One day after the Supreme Court denied a prosecutors’ appeal of Yunlin County Commissioner Su Chih-fen’s (蘇治芬) acquittal on corruption charges, Su posted scathing comments on her Facebook describing the Yunlin County Prosecutors’ Office as cronies of an unjust government.
Su, a member of the Democratic Progressive Party, was in November 2008 charged by prosecutors with accepting NT$5 million (US$151,000) in bribes to speed up the approval of a landfill project in the county by skipping an environmental assessment.
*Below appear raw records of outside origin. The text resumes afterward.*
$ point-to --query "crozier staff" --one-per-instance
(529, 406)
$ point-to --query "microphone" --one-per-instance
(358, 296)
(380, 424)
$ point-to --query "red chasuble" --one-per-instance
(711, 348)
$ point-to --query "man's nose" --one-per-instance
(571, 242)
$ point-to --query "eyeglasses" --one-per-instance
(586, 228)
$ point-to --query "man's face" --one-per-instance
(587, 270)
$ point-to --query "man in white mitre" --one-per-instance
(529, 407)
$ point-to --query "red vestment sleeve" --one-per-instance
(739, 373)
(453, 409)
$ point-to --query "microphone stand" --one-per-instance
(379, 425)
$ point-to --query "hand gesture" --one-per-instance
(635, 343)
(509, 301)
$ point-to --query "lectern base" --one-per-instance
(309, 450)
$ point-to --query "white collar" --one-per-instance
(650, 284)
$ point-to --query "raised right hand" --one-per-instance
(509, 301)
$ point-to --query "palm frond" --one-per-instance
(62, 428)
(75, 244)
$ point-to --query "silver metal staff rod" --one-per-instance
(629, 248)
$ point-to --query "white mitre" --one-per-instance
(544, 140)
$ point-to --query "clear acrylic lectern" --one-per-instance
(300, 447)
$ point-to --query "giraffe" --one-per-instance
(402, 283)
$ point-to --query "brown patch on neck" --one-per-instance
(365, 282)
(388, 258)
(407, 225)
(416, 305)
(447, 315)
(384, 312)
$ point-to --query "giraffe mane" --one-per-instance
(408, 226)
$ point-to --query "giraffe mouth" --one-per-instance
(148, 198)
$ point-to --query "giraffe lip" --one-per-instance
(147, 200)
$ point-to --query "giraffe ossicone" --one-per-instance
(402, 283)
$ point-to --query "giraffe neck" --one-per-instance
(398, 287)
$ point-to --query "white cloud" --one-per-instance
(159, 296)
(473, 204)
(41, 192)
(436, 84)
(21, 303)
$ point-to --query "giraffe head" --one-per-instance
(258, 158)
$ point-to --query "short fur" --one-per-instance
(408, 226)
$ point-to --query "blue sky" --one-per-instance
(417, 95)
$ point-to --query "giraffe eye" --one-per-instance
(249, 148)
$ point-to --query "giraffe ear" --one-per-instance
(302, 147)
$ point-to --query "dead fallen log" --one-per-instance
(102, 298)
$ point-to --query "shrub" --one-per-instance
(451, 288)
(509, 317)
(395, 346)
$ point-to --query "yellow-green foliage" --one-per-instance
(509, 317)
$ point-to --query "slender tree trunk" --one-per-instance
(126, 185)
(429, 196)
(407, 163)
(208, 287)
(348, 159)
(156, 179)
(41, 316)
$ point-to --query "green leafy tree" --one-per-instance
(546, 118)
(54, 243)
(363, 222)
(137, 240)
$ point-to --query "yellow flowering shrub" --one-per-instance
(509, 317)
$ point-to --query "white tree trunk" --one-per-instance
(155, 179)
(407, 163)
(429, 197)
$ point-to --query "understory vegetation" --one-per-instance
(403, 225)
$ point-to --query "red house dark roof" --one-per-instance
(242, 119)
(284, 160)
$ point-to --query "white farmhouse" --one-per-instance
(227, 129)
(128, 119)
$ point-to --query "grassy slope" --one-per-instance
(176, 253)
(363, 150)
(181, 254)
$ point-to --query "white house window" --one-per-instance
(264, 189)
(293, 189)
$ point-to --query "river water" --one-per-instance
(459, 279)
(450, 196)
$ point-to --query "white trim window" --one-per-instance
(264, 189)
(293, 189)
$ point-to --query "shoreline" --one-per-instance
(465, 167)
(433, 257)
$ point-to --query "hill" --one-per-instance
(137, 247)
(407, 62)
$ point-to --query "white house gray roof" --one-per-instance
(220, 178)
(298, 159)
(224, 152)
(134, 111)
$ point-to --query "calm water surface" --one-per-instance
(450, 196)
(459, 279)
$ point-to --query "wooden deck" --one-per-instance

The prosecutors had called for Su to be given a 15-year sentence and an eight-year suspension of civil rights.
She was acquitted in the first and second ruling.
Photo: Chan Shih-hung, Taipei Times
“The prosecutors’ office sent seven prosecutors and indicted me as a felon on charges of graft and corruption, asking for 15 years in prison and the removal of my civil rights for eight years,” Su said in her Facebook post on Friday.
Su once led an 11-day hunger strike to protest against what she said was political persecution.
“They mentioned my family and what they had contributed to the country during the process of its democratization, but my parents and my younger brother were all imprisoned wrongfully,” Su said. “They wanted me dead; I would rather be dead than hear them defile the name of my family with their mouths.”
Su said that her father, Su Tung-chi (蘇東啟), was taken away in the middle of night during the White Terror era, when she was only eight years old.
The Martial Law era, which lasted from 1949 to 1987, served as a tool of the government to oppress the people and the democracy movement then, and her father’s arrest was only the beginning of a long nightmare, Su wrote as she listed the many torments her family had undergone.
Su said that during the past four years, she had never had a moment of peace and she was heavy of heart because the unjust government ran unchecked, adding that the many divisions within Taiwan’s society and the inability of people to come to terms filled the nation with despair.
“The Taiwan I have seen in the past four years is one where ignorance reigns supreme and the enlightenment of a solution is hard to find,” Su wrote, adding that the burden the nation bore was saddening.
In response to her post, a number of netizens voiced their support for Su, thanking her family for the sacrifices they made for the democratization of Taiwan while some called her brave, even branding her “Taiwan’s Aung San Suu Kyi.”